While Carmichael declined to go into details on how the suspect was located, he did say the tips provided from sending out campuswide bulletins were helpful in the investigation.

“I can tell you that anytime we get support or information about any crime from the community it’s vital. That’s that big piece about us being good about ensuring that we’re sharing this information with everyone,” Carmichael said.

Prior to locating the suspect, Carmichael said UC Davis Police placed extra student patrol around Student Housing areas. Once the suspect was arrested, Carmichael called off the student patrol out of privacy for the residents; however, the added officers will remain patrolling the perimeter of residence halls.

On the same day as the incident, Student Housing held a community meeting with its residents in in order to address student concerns and provide resources on how to maintain safety at the residence halls.

According to Emily Galindo, associate vice chancellor, Student Housing does not have any plans for new security measures as she believes the residence halls are secure as is.
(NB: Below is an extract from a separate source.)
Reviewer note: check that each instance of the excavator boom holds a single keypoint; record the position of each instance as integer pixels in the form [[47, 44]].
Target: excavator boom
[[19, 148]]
“All residence halls are locked 24/7 and can only be entered with an access card,” Galindo said via email. “We are reminding our residents of the importance of reporting any missing ID cards and of keeping their room doors secured at all times.”

Carmichael shares similar support on the effectiveness of Student Housing’s security system, although he urges students to utilize these precautions carefully.

“The other thing is that this raises awareness. I think we can all get a little complacent,” Carmichael said. “While we enjoy a very low crime environment, it just reminds us that we should always be vigilant and watch out for things. See something, say something kind of campaign.”

In addition to sending Campus Crime Alert Bulletins via email, additional changes to UC Davis Police technology include updating their website to improve navigation to resources and the new inclusion of traffic stop tracking. Since February, UC Davis Police have been tracking traffic stops by age, gender and ethnicity. Carmichael said this was done in order to combat complaints that police are profiling. According to him, tracking will be done based on the officer’s perception.

“We do that because we receive complaints in the past, ‘Well, the police are profiling. Well, the police are only stopping X person in our community,’” Carmichael said. “So we capture that data now. That will be up on the website. So it’s factual data.”

After the incident, Shelby said she’s staying safe by keeping her door locked and being wary of the people she lets into her building. She encourages other students to do the same.

“We’re definitely keeping our door locked all the time,” Shelby said. “My ID is with me all the time now. Even if I just go to the bathroom for a second, I just bring it with me now. I think people just need to decide if they want to let people in. And even me, now I have to decide that. Now, I probably won’t. But back then, I probably would have. People need to be educated. You need to know about it.”